Correspondence between Leni Yahil and Hannah Arendt

The letters between the Holocaust historian Leni Yahil and Hannah Arendt were just translated into English. They reveal yet another friend that Arendt lost in her coverage of the Eichmann trial. There are a numbers of gems in the letters- here is one.

Arendt saw the State of Israel and Golda Meir as having what Heine called an idolatrous version of monotheism in which the state represents God, rather than recognizing that every person is in the image of God. (Chief Rabbi Sacks quotes this line of Heine in several places.)

What terrifies me is simply that this people, which when all is said and done has after all believed for several thousand years in the God of justice, is starting now to cling to what in its religion Heine rightly called the unhealthy faith of ancient Egypt, because it helps them “believe in the Jewish People,² in other words, in itself. And this, if I may say so, is real idol worship. However pleasant the idol worshipers may be, as your friend[Golda Meir] is and was.

Yahil responds to the charge, yet still acknowledges the problems of justice in the new state.

1) It is the nature of idol worship – if I am not mistaken in my view – for man to project externally certain spiritual-mental realities [gegebene geistig-seelische Realitäten] which exist in him and in doing so make them absolute, in order in this way, as you also say, to achieve the desired self-affirmation. In this fashion the idol worshipper increases his self-confidence to the extent that he feels necessary in order to ensure that his actions will succeed (the “blessing of the gods”). It is precisely this undertaking that is taken ad absurdum in the famous scene between Elijah and the priests of Baal (I Kings 18). Just as the next chapter portrays the real relationship between the one that you call the “God of Justice” and man.

2) The danger of such idol worship exists on every level of human ideas. In our modern world, it is no less present in any “belief in the Jewish People” than, say, the postulate of abstract, intellectual or material values. This in no way detracts from the reality-based content and legitimacy of each of them, as long as they are not “idolized.” In other words, the decisive thing is not the “what,” but the “how” (see also the example of Elijah: the two bullocks which are sacrificed are exactly the same; in one case we have idolatry [Götzendienst], in the other case divine worship [Gottesdienst]).

3) If there is a single person (among those whom I know in this category) who does not cross this boundary, it is this very woman [Golda Meir] to whom you referred as my friend, a term I would not presume to use.

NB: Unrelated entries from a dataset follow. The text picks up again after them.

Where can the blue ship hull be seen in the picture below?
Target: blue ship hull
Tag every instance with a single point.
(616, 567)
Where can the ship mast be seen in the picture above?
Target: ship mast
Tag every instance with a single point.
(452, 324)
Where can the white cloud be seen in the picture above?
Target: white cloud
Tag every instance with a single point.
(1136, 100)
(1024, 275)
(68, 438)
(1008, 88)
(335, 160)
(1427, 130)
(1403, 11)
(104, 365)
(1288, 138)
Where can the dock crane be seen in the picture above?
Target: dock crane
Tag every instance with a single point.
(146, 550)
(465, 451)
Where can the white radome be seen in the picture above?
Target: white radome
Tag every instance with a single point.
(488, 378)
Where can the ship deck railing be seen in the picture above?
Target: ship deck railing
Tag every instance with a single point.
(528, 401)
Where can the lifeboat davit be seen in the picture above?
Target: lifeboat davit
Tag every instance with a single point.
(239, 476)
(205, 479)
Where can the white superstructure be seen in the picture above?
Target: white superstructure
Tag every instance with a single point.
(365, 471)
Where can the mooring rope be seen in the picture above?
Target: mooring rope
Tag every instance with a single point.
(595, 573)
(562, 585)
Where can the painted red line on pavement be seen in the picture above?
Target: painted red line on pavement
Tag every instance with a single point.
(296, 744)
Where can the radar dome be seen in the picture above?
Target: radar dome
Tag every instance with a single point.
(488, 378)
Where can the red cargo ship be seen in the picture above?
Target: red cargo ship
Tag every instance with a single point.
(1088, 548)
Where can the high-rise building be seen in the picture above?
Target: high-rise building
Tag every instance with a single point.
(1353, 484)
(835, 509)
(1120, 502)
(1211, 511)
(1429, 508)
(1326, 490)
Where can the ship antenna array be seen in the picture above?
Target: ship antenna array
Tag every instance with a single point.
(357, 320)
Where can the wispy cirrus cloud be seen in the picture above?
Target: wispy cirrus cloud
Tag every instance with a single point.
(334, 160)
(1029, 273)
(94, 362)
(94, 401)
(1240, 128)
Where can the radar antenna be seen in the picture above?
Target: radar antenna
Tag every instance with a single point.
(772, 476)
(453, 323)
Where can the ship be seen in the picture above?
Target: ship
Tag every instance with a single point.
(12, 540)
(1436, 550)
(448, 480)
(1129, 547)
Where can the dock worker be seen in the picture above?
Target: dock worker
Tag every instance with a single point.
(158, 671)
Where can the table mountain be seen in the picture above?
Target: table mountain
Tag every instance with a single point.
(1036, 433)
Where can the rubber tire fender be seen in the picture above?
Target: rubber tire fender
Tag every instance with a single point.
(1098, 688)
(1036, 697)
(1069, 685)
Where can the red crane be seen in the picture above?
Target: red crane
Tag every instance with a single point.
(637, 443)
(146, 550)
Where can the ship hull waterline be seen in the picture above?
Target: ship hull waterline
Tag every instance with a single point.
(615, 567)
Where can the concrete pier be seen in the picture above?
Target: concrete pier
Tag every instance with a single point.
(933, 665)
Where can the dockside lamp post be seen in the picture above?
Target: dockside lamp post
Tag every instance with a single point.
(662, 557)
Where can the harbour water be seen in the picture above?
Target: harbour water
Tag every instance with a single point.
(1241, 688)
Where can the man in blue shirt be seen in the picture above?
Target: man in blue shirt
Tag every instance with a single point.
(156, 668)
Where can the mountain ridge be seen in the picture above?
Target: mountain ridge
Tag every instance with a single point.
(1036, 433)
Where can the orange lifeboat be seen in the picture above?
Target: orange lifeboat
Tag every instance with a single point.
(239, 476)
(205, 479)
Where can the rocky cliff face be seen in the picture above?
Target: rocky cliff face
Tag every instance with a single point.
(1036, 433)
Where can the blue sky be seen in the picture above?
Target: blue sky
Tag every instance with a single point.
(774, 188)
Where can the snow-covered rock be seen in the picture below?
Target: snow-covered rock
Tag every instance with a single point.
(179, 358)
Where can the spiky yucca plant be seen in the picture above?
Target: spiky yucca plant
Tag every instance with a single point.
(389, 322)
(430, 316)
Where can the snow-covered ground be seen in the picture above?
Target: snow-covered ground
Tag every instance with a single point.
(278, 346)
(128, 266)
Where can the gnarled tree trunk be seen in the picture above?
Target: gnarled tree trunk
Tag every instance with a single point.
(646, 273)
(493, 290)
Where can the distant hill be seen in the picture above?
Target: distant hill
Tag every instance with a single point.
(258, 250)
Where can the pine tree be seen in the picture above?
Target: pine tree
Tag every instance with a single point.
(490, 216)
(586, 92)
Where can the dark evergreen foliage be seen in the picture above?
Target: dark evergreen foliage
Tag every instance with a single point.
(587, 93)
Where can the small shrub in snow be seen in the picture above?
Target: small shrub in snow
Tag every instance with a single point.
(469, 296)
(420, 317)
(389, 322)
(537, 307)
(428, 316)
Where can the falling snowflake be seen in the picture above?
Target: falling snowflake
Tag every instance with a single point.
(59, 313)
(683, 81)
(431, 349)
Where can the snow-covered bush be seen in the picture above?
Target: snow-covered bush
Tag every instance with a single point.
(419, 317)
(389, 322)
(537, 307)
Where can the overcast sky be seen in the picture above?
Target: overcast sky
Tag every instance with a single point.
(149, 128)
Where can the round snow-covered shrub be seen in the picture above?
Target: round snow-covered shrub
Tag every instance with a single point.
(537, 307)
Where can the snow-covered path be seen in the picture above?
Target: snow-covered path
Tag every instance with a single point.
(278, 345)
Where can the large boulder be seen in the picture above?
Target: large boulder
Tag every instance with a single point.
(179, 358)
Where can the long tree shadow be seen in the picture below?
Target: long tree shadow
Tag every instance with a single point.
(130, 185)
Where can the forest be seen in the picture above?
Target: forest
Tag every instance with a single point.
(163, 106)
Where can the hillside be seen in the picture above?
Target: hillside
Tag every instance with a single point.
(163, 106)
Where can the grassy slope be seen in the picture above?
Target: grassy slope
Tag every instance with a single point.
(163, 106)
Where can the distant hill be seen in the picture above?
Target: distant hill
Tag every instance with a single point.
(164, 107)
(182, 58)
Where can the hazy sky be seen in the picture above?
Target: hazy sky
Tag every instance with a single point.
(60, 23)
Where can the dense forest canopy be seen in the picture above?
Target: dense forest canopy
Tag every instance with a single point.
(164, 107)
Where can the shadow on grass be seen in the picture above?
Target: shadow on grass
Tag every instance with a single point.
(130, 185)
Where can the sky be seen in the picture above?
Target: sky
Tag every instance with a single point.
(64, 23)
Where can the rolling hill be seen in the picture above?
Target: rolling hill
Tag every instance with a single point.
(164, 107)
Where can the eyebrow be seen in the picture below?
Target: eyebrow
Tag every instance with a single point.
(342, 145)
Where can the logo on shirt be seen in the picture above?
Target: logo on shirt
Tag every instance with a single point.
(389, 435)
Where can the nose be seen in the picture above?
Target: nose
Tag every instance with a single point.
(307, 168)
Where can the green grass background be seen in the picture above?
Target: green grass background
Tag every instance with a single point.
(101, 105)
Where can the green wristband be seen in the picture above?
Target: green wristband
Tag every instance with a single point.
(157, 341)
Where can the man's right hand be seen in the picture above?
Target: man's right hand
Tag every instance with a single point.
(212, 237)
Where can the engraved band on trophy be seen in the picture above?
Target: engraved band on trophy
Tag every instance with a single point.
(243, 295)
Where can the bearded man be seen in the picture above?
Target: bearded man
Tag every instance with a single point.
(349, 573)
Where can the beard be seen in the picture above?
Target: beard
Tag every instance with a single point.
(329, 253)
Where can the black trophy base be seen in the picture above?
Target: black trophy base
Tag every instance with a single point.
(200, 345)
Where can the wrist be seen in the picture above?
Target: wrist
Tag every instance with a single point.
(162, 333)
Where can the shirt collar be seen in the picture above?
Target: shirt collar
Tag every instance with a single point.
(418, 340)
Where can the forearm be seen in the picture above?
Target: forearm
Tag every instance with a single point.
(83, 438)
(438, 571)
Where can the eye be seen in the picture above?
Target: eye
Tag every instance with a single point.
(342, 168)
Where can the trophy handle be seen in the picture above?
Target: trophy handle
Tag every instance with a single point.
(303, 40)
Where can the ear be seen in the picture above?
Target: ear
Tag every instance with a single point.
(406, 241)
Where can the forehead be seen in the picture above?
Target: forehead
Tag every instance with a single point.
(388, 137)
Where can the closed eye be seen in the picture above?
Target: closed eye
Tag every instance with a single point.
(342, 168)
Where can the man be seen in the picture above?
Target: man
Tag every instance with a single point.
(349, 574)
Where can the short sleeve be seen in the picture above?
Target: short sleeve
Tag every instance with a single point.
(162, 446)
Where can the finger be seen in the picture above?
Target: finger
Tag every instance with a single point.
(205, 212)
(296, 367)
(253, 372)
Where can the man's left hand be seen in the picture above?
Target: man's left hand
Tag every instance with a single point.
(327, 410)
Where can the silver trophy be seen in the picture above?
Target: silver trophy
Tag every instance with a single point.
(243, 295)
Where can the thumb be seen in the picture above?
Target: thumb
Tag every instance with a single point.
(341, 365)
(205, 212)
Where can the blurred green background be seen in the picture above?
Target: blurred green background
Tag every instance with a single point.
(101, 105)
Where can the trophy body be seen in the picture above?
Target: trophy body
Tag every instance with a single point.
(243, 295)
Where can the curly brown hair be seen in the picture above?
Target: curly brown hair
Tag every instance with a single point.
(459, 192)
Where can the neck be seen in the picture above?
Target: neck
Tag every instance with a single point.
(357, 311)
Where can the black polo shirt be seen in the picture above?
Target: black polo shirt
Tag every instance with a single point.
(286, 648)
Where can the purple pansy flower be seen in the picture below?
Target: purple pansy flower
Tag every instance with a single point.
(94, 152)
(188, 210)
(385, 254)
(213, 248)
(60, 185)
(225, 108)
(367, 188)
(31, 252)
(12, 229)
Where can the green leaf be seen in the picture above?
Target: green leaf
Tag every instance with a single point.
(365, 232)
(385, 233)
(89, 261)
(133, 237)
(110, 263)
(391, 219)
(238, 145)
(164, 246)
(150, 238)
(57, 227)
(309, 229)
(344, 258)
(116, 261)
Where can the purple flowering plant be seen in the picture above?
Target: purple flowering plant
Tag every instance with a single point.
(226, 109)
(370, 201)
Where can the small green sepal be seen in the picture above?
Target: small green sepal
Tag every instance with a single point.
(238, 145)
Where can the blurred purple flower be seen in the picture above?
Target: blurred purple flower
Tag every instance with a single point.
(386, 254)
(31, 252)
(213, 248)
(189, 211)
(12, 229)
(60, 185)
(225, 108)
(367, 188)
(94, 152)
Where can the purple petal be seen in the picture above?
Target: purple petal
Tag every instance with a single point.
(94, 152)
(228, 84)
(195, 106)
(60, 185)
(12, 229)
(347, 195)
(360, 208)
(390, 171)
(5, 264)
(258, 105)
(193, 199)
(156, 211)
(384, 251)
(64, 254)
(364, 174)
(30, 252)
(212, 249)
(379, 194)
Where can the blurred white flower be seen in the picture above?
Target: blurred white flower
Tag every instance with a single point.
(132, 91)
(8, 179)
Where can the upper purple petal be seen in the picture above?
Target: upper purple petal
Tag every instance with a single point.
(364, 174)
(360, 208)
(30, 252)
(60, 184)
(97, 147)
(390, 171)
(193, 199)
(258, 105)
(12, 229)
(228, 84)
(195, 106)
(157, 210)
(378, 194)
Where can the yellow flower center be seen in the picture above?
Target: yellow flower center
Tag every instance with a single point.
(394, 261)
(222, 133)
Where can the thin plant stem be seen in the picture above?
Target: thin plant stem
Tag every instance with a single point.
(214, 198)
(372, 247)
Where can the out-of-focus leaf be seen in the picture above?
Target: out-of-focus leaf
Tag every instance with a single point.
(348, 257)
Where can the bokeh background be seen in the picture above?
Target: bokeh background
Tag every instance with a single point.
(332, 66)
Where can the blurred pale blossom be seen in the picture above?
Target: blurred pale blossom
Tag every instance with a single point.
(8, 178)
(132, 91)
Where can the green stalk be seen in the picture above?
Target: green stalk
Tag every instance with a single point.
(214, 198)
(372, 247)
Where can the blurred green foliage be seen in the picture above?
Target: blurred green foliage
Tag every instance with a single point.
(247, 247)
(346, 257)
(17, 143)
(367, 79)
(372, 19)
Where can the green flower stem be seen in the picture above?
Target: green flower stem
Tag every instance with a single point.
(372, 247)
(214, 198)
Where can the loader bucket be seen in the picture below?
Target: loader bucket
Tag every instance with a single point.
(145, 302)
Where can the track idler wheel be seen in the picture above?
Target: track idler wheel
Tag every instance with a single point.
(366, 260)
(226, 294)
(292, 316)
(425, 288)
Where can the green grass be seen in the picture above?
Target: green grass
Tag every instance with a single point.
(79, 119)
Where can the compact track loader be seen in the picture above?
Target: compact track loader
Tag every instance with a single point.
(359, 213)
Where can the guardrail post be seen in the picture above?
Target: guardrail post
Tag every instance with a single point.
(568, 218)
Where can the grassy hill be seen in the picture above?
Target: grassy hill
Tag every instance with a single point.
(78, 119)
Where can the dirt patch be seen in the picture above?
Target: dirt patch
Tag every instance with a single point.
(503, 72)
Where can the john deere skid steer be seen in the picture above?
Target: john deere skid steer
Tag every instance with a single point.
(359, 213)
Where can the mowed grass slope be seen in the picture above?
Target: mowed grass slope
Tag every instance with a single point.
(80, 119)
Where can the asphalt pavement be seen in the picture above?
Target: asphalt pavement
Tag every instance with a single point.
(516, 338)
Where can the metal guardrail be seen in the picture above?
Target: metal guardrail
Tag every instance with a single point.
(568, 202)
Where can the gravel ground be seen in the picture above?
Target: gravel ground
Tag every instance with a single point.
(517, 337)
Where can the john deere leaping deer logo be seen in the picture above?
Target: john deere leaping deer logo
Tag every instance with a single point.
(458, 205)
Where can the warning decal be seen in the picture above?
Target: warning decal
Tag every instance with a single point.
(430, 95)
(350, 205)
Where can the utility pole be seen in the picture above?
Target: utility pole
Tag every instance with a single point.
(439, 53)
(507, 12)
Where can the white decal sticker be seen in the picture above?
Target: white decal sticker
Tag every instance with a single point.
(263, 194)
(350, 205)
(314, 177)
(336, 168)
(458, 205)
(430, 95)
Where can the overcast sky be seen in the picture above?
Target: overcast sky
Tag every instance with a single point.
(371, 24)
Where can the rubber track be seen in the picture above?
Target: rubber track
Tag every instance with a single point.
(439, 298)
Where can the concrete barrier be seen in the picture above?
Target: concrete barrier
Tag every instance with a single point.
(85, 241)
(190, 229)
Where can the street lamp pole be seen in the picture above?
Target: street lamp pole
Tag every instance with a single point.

In my opinion it is precisely this fact – the ability not to exceed the area of the powers laid down for an individual in his actions and thoughts – that explains this woman’s special and unvarying effect on people, irrespective of their skin color, culture or intellectuality… The attitude that she defended that evening when she was with us is a direct upshot of her desire not to coin new rules arbitrarily.

4) The problem, that the role that has been played by the “God of Justice” (or the merciful [God]) in the Western world has been shattered, is not a specifically Jewish problem, although – due to the special religious and historical circumstances – it does admittedly have a specifically Jewish expression. Everywhere the strange question is asked, about man no longer being created in God’s image, but God in the image of man. I don’t really think that I need to explain to you that in this situation, there is little that we can do other than to delve into man’s situation – The Human Condition[6] – as faithfully and dispassionately as possible, without anyone today probably being able to give a satisfactory intellectual, let alone a religious answer. I cannot think of a single example where in any other religion consequently part of its rules or institutions were given up – without anybody taking this amissŠ I admit, that with us [the Jews], things are more complicated. But the fact that for thousands of years religion was a substitute for a State and as such created institutions which are now coming into conflict with the modern institutions of restored State-level life – this fact alone does not yet entitle us to introduce new rules by force. One cannot leap over one’s past, or alternatively doing so is normally punished very harshly. In addition, it seems to me that Heine of all people is a questionable authority in this area. (Don’t misunderstand me: I agree with you that there are things in this area that make one’s hair stand on end, and we have recently had several examples of this. But force won’t work. As has been said – there is also idol worship of principle.)